Jackson needs to understand that he is very ball-dominant, which can cause some friction amongst his teammates. There are other ball-dominant players in the league, such as Russell Westbrook, Chris Paul, James Harden and John Wall, who, for the most part, are able to balance between holding the ball and distributing it to their respective teammates. There are times when these players’ preferred style of play can rub their teammates the wrong way, but ultimately they have earned the respect and trust of their teammates to make the right play on any given possession. It seems like Jackson hasn’t earned that trust with his teammates. That has created an atmosphere of discontent, which has spilled over into every aspect of the Pistons’ on-court performance.
“Hell, naw; y’all watching,” Jackson said recently when asked if the defensive struggles were schematic. “It’s beyond schematic. People just walk into the paint. People are literally shooting warmup shots that’s like drill work. It’s a joke. It’s something that we gotta do. Coach can’t do nothing about it. It don’t matter if he has a scheme or not or not a scheme. If we were to play pick-up (basketball), I would hope so somebody would kick us out the gym.”

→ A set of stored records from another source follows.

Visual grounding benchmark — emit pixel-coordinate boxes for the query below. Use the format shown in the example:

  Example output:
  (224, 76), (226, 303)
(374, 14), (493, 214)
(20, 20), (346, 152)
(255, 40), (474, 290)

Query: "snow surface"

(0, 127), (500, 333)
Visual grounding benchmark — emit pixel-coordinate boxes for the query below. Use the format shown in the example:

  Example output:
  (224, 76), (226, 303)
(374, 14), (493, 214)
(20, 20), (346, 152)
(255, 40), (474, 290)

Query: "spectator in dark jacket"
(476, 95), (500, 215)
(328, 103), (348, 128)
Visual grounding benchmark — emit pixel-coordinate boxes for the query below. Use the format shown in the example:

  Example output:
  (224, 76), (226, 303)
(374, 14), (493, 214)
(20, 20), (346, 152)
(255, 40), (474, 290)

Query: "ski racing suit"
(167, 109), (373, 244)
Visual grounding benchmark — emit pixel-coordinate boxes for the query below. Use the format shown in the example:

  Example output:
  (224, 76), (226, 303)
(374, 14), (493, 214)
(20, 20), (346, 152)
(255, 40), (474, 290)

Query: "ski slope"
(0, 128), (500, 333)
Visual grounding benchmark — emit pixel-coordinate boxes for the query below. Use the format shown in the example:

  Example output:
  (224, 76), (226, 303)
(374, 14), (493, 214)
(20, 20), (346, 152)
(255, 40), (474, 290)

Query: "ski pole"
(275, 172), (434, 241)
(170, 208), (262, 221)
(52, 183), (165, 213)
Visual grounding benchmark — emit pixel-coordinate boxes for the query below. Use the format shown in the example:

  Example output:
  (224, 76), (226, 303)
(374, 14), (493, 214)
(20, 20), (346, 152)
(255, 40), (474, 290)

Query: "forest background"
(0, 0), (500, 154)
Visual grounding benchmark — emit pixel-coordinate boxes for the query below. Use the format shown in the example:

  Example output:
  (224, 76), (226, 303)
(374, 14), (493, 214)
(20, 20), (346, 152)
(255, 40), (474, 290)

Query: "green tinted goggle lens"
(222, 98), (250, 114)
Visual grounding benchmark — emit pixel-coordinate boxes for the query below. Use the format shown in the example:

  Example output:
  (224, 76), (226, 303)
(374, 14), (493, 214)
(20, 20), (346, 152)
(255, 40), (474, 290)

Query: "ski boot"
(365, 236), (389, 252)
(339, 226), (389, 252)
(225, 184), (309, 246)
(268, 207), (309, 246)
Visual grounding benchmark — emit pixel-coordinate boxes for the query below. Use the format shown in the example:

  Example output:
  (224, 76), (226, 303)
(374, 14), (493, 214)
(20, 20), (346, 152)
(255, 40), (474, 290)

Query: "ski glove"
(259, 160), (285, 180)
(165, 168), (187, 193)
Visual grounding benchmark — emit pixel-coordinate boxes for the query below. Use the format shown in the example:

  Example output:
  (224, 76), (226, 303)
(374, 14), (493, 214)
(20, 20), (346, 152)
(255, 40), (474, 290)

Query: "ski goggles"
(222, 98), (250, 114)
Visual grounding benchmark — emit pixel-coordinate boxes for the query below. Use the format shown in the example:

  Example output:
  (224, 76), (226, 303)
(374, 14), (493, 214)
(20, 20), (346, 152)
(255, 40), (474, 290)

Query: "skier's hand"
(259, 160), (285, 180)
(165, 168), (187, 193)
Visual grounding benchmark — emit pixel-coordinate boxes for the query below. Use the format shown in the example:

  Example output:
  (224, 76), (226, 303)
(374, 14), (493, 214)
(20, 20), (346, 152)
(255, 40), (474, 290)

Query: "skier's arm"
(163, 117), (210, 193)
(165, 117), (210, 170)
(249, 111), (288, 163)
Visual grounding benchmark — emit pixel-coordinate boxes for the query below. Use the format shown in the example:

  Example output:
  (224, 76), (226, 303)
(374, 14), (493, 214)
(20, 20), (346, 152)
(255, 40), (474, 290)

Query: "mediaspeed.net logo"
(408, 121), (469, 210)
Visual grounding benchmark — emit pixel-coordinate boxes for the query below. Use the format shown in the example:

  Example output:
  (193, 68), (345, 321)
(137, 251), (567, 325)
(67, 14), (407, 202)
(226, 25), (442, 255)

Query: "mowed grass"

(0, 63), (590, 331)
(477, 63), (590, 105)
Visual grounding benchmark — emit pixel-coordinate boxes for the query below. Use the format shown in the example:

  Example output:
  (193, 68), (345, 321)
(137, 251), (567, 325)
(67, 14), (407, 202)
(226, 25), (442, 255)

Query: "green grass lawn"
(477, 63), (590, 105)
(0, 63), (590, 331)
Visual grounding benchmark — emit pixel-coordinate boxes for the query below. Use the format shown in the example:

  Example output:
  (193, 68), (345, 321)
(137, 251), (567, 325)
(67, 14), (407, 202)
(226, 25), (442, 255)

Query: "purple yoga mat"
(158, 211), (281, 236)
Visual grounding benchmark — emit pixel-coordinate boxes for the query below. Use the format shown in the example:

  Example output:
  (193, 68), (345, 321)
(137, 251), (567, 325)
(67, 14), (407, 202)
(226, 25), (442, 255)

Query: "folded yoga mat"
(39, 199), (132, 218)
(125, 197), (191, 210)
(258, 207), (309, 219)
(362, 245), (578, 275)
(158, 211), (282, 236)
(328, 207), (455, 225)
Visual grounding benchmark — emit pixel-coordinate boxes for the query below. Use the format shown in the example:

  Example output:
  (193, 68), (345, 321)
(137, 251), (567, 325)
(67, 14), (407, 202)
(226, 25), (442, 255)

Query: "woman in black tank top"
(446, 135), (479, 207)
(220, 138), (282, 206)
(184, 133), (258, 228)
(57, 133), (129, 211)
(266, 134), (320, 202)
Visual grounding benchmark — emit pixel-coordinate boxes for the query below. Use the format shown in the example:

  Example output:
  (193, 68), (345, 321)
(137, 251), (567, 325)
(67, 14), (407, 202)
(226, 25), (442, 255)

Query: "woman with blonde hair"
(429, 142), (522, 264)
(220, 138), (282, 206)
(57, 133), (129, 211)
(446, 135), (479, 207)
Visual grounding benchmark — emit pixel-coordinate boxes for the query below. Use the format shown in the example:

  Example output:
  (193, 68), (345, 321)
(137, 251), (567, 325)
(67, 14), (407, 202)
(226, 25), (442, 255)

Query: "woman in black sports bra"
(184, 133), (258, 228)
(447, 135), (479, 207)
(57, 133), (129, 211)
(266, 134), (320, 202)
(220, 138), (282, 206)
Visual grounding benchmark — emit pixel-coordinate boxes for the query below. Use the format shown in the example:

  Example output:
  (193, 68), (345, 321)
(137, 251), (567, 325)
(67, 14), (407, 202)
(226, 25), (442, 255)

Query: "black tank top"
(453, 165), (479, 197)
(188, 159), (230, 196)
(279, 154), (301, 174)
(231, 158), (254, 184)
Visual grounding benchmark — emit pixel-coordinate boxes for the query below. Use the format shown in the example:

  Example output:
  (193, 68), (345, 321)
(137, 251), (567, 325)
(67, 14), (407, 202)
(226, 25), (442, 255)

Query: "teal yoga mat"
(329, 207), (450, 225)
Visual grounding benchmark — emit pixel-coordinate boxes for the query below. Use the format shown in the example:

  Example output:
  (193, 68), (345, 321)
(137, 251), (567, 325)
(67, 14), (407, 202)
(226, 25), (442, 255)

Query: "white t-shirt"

It should be noted that individual players are making strong efforts to lock down their assigned opponent frequently each game. Kentavious Caldwell-Pope has been a very solid defender again this season and Stanley Johnson has been working hard on defense recently as well. However, once the team is forced to rotate, send help, or communicate and coordinate their defense on the fly to guard against a secondary action, their defense falls apart.
“We’re in jeopardy right now — that’s certainly not out of it by any means, but every loss puts you in more jeopardy, especially when you’re losing at home like we are,” Van Gundy said. “There’s no question that you have to understand that. You can’t run from the fact that all those losses are putting you in jeopardy.”
The Pistons still have time to turn things around and climb their way back into the playoff picture. They have the talent and the coaching to be one of top eight teams in the Eastern Conference. However, for that to happen, they need to stop pouting, bickering and failing to communicate on defense. Until that happens, this team’s season will continue to be in jeopardy.